9. Practicing Silence is a relief

Have you ever been in a group situation where everyone is trying to get a word in? When you feel passionate about the subject, it is so important that what you have to say is heard; however, this is a situation where talking is of high supply and low demand, and listening is of low supply and high demand. It is a relief to let go of the competition to get a word in and just be a person who listens. If someone wants to hear what I have to say, great — they can ask me! But releasing the pressure of trying to talk over others and get a word in allows you to relax on another level. Plus, these are situations where everyone could benefit from having a listener.

10. Practicing Silence breeds patience

You know when you start to feel really frustrated with someone? Either they’re not listening, they’re not paying attention, or they’re just not getting it? When you speak on your frustration, you breed more frustration because you have started running down a slope where the more you say, the more heated you get. Practicing silence in these types of situations give you a moment to take a breath and put yourself in the other person’s shoes. Yes, maybe they’re not paying attention, but there have been plenty of times when you weren’t paying attention and you had no malicious intent to waste someone’s time. You may be frustrated that they don’t understand what you’re explaining to them — that’s no reason to allow frustration to make you think of them as stupid, as you have not understood every single thing that has been explained to you the first time it was explained.
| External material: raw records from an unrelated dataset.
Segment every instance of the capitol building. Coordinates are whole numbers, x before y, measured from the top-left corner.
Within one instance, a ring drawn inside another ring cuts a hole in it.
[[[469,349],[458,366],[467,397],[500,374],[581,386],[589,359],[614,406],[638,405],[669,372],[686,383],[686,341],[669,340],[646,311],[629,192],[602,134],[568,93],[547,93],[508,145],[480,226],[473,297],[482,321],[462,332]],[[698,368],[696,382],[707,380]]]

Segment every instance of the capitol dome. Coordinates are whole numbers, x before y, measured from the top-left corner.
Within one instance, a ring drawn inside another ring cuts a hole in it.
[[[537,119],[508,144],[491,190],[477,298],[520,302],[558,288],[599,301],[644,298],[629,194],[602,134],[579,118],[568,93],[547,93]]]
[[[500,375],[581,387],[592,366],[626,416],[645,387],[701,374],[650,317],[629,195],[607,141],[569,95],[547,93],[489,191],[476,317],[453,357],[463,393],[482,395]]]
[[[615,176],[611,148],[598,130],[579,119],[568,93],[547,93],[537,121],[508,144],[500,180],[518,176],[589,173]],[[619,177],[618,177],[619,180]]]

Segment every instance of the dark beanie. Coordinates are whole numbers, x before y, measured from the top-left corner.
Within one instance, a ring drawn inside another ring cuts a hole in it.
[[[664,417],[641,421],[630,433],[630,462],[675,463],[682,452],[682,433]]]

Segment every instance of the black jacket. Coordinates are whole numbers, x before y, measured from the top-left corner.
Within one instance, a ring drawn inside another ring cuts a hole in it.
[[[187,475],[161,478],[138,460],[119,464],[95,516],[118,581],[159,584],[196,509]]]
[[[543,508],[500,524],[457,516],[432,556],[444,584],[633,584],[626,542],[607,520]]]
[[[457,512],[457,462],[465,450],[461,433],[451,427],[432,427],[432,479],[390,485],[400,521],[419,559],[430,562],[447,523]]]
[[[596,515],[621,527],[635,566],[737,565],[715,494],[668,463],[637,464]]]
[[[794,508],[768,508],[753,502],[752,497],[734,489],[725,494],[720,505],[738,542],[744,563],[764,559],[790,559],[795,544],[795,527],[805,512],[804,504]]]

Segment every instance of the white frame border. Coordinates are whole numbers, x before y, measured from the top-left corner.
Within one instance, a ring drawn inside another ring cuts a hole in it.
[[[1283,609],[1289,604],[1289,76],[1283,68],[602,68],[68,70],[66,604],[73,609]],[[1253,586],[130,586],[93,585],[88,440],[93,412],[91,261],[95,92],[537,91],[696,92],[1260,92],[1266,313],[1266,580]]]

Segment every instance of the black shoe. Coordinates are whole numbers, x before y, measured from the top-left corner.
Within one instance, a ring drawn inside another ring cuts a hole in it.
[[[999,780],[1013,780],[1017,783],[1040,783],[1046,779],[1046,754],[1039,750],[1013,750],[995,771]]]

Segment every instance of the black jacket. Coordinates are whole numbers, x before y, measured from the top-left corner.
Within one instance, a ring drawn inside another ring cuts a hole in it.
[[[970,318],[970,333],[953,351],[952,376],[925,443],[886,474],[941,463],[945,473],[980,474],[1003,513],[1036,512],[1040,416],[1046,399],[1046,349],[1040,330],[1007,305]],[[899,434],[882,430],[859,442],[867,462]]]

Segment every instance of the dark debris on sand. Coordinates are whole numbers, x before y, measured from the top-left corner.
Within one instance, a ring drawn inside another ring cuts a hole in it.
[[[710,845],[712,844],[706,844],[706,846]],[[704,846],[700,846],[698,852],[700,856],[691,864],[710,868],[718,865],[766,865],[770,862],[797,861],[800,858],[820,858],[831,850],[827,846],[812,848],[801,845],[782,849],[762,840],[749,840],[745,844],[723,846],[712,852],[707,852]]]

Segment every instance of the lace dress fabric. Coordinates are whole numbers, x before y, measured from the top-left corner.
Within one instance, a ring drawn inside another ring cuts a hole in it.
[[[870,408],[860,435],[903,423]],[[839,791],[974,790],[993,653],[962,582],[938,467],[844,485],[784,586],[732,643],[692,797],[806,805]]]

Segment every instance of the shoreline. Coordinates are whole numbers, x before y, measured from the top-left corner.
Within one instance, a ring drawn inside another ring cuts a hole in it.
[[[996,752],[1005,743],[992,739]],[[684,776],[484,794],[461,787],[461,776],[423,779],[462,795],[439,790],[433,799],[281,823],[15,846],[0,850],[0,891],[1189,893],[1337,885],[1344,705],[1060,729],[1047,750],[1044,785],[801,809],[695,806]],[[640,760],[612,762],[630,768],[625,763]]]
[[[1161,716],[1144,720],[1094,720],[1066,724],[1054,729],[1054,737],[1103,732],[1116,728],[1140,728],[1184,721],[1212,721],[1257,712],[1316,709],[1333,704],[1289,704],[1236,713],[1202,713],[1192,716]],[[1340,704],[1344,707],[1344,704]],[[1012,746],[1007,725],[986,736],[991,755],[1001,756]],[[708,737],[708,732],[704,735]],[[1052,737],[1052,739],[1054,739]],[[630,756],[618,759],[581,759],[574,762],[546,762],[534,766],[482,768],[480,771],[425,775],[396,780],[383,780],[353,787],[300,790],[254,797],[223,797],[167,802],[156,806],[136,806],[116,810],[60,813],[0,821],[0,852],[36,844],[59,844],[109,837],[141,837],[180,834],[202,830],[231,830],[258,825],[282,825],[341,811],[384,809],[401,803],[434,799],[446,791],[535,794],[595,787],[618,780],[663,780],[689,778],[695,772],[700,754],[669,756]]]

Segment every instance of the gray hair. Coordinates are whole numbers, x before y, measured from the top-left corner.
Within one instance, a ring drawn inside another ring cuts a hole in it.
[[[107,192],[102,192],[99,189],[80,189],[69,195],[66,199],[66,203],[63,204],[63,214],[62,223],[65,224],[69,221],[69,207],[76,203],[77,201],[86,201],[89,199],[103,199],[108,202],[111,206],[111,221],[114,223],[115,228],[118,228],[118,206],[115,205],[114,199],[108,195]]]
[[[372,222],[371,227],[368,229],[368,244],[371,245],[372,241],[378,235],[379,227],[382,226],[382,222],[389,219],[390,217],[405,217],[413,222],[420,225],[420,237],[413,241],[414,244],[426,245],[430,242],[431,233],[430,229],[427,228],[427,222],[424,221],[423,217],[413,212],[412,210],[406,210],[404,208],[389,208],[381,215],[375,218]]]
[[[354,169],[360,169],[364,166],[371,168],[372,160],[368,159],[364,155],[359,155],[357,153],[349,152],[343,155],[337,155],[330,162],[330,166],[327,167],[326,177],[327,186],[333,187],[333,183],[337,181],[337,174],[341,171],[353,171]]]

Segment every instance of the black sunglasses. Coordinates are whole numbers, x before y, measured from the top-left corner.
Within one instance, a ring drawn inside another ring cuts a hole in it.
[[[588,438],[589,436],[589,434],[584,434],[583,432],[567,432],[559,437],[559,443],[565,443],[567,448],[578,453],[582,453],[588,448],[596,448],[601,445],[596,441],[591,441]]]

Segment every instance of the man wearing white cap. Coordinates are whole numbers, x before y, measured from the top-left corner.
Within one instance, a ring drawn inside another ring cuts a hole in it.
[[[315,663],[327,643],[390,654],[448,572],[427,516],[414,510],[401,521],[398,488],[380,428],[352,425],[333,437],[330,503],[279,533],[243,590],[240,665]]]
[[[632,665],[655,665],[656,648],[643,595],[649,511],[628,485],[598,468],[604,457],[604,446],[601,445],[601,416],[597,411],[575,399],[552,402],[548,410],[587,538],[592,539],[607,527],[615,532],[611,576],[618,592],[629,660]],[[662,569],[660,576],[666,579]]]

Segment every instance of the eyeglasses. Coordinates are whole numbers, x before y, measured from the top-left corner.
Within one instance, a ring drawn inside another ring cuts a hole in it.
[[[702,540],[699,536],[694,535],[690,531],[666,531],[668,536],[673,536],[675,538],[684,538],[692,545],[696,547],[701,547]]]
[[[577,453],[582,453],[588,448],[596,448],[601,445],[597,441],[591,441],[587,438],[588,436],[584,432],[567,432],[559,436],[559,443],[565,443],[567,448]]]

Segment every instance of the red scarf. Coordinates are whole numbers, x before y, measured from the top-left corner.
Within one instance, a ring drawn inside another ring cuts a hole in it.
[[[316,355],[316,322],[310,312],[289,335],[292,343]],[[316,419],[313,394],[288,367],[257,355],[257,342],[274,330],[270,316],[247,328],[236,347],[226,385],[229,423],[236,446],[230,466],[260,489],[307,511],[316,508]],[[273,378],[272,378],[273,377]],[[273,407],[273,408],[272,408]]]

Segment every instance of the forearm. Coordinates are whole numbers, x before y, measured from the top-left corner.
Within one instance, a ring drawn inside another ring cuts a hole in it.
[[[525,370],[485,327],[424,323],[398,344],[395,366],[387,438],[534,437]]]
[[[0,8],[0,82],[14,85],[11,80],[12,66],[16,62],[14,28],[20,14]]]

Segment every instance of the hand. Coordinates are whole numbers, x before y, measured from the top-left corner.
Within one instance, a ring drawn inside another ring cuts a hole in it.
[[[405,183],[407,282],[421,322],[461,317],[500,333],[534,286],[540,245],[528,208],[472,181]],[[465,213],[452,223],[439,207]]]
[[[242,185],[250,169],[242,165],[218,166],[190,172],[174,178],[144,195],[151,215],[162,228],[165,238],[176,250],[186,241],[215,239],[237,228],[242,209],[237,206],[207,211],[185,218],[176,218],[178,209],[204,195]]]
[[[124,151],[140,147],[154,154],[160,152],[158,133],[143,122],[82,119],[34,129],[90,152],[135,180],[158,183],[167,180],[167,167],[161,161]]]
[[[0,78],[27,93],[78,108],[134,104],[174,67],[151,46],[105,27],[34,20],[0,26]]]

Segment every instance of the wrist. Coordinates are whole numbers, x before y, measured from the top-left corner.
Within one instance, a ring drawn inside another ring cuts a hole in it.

Practicing silence and not acting on the urge to speak in frustrating situations gives you time and space to be patient with the person you are dealing with.


Obviously, being completely silent at all times isn’t feasible. And overthinking everything you say before you say it takes away the fun. When I’m with people I am comfortable with, I am less silent and share things about myself that aren’t to anyone’s benefit, but just to share because I love the people I’m with. On the flip side, when I’m in a situation with strangers, I utilize speech in creating a warm and open environment where everyone is at ease and not feeling awkward.

So with discernment, I practice silence when I’m around people, when I’m not around people, and within myself. It has benefitted me for the better, maybe it will do the same for you.

Shut the fuck up and have a blessed day.